Woon still has his father’s Eisenhower jacket and Canadian uniform. He donated his father’s trademark 12-inch-long V-42 stiletto combat knife to a special forces museum at Fort Bragg.
“They needed items for their exhibit, and having it at the museum is a great way to preserve the Force’s history.”
His father, a native of Coldwater, Ontario, Canada, enlisted in his country’s Army and was recruited for the FSSF. While stationed in Helena, he met his future wife, Laura Beatrice Linder, who worked for the Army Corps of Engineers at Fort Harrison.
“They met at a dance, started dating, and were married in Cut Bank on Halloween in 1942. After the war, he worked for his father-in-law at a lumber yard in Cut Bank and Helena. He was among several—both Americans and Canadians—who came back to live in Montana.”
During his presentations, Woon describes the Force’s secretive formation. Proposed in Britain, the idea was assigned to LTC Robert T. Frederick. To disguise its purpose, Frederick gave it the benign name of First Special Service Force, hoping spies would dismiss it as an entertainment troupe. He recruited infantry men who were outdoorsmen and laborers—farmers, hunting guides, and miners.
Seeking an ideal training ground, he chose Fort Harrison, where the unit was officially activated on July 9, 1942. Nearby snow-covered mountains were critical to teach skiing, rock climbing, and winter survival. Flat terrain west of Fort Harrison provided a safe drop zone for paratroopers. Soldiers became experts at hand-to-hand combat, demolition, and handling of weapons—both German and American. They learned to maintain the T-24, an over-the-snow tracked vehicle developed by the Studebaker Corporation and nicknamed the “Weasel.”
Arriving in trains with blacked-out windows, many soldiers had no idea where they were. Townspeople welcomed the off-duty soldiers into their homes, and many found their spouses in Helena.
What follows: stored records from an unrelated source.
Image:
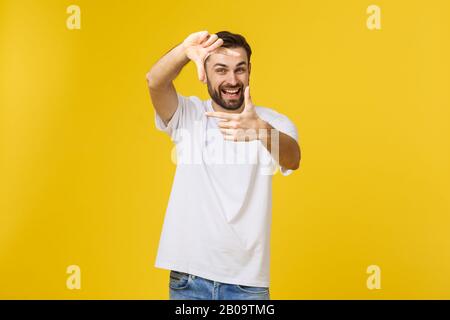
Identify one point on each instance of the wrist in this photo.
(264, 130)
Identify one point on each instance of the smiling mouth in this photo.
(231, 93)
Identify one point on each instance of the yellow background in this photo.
(85, 176)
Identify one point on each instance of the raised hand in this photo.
(198, 46)
(244, 126)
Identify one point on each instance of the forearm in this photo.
(167, 68)
(287, 149)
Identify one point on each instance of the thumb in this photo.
(200, 71)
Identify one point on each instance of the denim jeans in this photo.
(184, 286)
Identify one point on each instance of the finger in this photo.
(228, 131)
(222, 115)
(226, 124)
(212, 38)
(215, 45)
(201, 72)
(247, 98)
(202, 36)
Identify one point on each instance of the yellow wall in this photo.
(85, 176)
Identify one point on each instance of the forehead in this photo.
(227, 56)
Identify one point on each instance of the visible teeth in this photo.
(231, 91)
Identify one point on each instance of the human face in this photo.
(227, 76)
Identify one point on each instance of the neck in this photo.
(216, 107)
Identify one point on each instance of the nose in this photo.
(232, 79)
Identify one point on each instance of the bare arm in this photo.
(160, 82)
(195, 47)
(247, 125)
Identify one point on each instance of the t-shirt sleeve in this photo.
(178, 120)
(283, 124)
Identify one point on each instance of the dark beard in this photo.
(228, 105)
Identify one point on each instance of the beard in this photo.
(226, 103)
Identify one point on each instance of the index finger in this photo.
(222, 115)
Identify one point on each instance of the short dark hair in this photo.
(234, 40)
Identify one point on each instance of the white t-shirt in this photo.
(218, 220)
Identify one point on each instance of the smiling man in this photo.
(216, 234)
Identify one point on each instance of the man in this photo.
(216, 233)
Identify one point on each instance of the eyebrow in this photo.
(224, 65)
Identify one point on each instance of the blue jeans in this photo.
(184, 286)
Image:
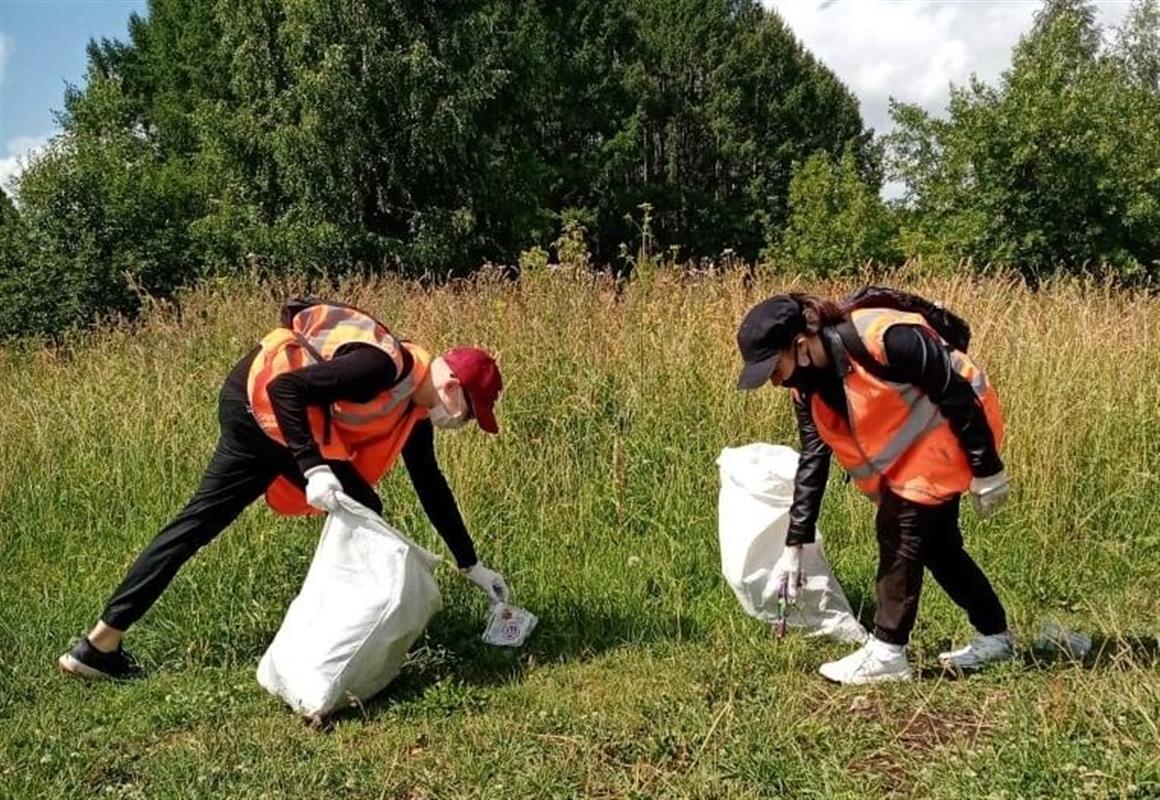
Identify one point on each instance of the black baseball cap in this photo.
(766, 331)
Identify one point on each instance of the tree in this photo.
(1057, 166)
(836, 222)
(339, 135)
(1138, 44)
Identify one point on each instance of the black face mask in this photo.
(805, 379)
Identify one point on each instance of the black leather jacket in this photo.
(921, 360)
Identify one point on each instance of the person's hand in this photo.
(490, 581)
(788, 568)
(321, 488)
(990, 493)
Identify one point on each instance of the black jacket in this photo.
(919, 358)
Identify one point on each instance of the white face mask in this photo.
(446, 420)
(441, 416)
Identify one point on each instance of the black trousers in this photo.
(245, 463)
(911, 537)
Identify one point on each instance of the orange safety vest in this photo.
(369, 435)
(896, 435)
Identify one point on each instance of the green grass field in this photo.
(644, 678)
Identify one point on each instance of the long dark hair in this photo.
(819, 312)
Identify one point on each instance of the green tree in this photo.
(1138, 43)
(836, 222)
(1058, 166)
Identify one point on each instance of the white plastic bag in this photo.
(753, 513)
(368, 595)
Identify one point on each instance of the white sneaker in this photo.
(870, 663)
(980, 652)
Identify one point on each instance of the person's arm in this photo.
(921, 358)
(435, 495)
(356, 373)
(812, 473)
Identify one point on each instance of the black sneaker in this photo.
(85, 661)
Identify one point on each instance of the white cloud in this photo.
(914, 49)
(5, 55)
(16, 155)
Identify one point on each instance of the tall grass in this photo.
(599, 503)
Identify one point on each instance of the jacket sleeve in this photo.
(435, 495)
(812, 473)
(922, 360)
(357, 372)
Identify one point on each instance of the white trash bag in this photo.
(753, 517)
(368, 595)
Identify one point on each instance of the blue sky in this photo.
(907, 49)
(42, 49)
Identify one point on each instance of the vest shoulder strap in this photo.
(857, 349)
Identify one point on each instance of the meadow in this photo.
(599, 503)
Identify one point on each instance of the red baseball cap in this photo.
(479, 376)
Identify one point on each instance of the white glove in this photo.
(490, 581)
(789, 568)
(321, 488)
(990, 493)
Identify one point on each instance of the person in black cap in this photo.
(916, 424)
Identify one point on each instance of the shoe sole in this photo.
(78, 669)
(899, 677)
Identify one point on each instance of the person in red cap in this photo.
(326, 402)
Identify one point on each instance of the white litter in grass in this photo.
(508, 625)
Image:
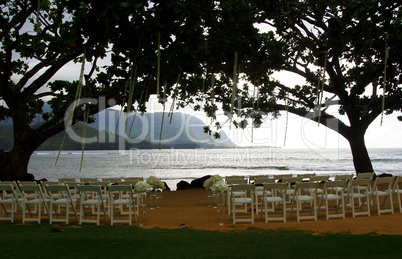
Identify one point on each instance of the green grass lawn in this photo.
(90, 241)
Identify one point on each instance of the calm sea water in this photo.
(174, 165)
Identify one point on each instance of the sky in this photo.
(301, 132)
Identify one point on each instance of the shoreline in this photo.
(188, 209)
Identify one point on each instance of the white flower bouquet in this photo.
(220, 186)
(155, 183)
(211, 181)
(142, 186)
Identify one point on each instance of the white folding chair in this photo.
(8, 197)
(274, 194)
(124, 204)
(359, 190)
(329, 196)
(243, 202)
(233, 181)
(382, 187)
(396, 190)
(91, 204)
(33, 195)
(259, 190)
(305, 192)
(60, 195)
(290, 191)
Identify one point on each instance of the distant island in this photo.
(182, 131)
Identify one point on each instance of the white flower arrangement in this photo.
(211, 181)
(220, 186)
(142, 186)
(155, 183)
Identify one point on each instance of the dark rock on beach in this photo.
(182, 185)
(199, 182)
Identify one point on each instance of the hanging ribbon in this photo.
(385, 77)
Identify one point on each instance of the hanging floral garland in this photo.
(234, 89)
(175, 93)
(287, 117)
(84, 133)
(385, 77)
(75, 104)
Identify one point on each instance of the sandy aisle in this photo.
(188, 208)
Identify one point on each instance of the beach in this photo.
(188, 208)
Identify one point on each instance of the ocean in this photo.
(174, 165)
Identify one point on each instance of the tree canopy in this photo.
(196, 52)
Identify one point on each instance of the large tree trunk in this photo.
(14, 165)
(361, 159)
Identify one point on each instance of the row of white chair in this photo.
(342, 193)
(33, 199)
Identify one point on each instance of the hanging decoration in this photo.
(75, 104)
(158, 66)
(37, 26)
(174, 99)
(130, 95)
(287, 117)
(84, 133)
(234, 89)
(212, 97)
(321, 89)
(385, 77)
(163, 118)
(135, 114)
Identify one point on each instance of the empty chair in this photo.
(306, 177)
(60, 195)
(231, 182)
(305, 192)
(244, 201)
(134, 179)
(87, 180)
(337, 199)
(279, 177)
(343, 177)
(274, 194)
(365, 175)
(382, 187)
(397, 190)
(259, 190)
(8, 198)
(251, 178)
(290, 191)
(111, 180)
(33, 195)
(91, 204)
(16, 191)
(124, 203)
(228, 178)
(66, 180)
(359, 190)
(320, 179)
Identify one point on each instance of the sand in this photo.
(188, 208)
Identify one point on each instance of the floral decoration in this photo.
(155, 183)
(142, 186)
(211, 180)
(220, 186)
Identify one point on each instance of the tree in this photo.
(349, 55)
(146, 47)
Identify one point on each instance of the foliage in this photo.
(339, 48)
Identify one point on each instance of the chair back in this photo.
(236, 181)
(365, 175)
(242, 187)
(319, 178)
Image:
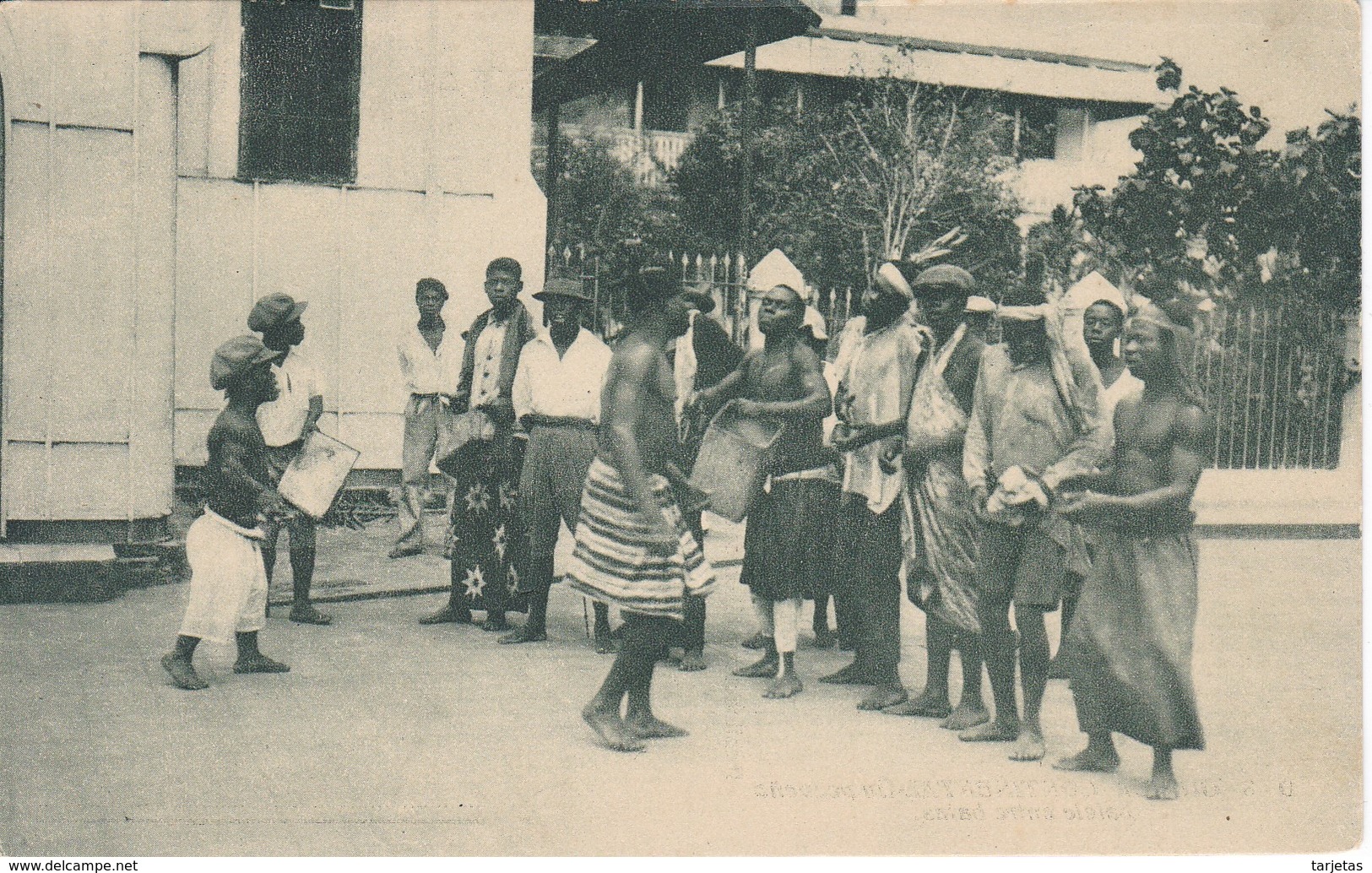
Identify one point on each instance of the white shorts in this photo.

After 16 months of training, the FSSF arrived in Italy on November 19, 1943, confronting the seemingly insurmountable task of capturing the twin peaks of Monte la Difensa and Monte la Remetanea from Germans.
Undaunted, on December 1, they marched 10 miles to the mountain through cold, wet, foggy weather. One day later, they began scaling the mountain at night in finger-numbing temperatures.
“They had to go up these cliffs absolutely silent, because there were sentries up above,” Woon said. “They were close enough to smell the Germans’ food and hear them speaking. They entered combat on Dec. 3, 1943, with a strength of 1,800 men, and completed their multiple mountain missions on Jan. 17, 1944, with fewer than 500 men.”
During their next mission, 1,100 men moved to the Anzio beachhead, protecting more than eight miles of the right flank against a full division of 10,000 Nazi soldiers.
“For 99 days, the Force conducted continuous patrols and night raids into enemy territory at a cost of 106 killed or missing and over 300 wounded,” Woon said.
Decades after the war, the FSSF’s presence lingers in Helena, not only at the museum but also at Memorial Park.
“A lot of people don’t realize the park memorial was built with $5,000 donated by FSSF members,” Woon said. “During the war, when the USS Helena was sunk, they were so upset they raised $5,000 for a replacement ship. The Navy declined the gift. Instead it was used to build a monument at the park, honoring those who made it home and to memorialize those who didn’t.”
Along with the monument and museum, the Force’s legacy “is a selfless spirit that lives on in soldiers liberating the oppressed from tyrants worldwide,” Woon said.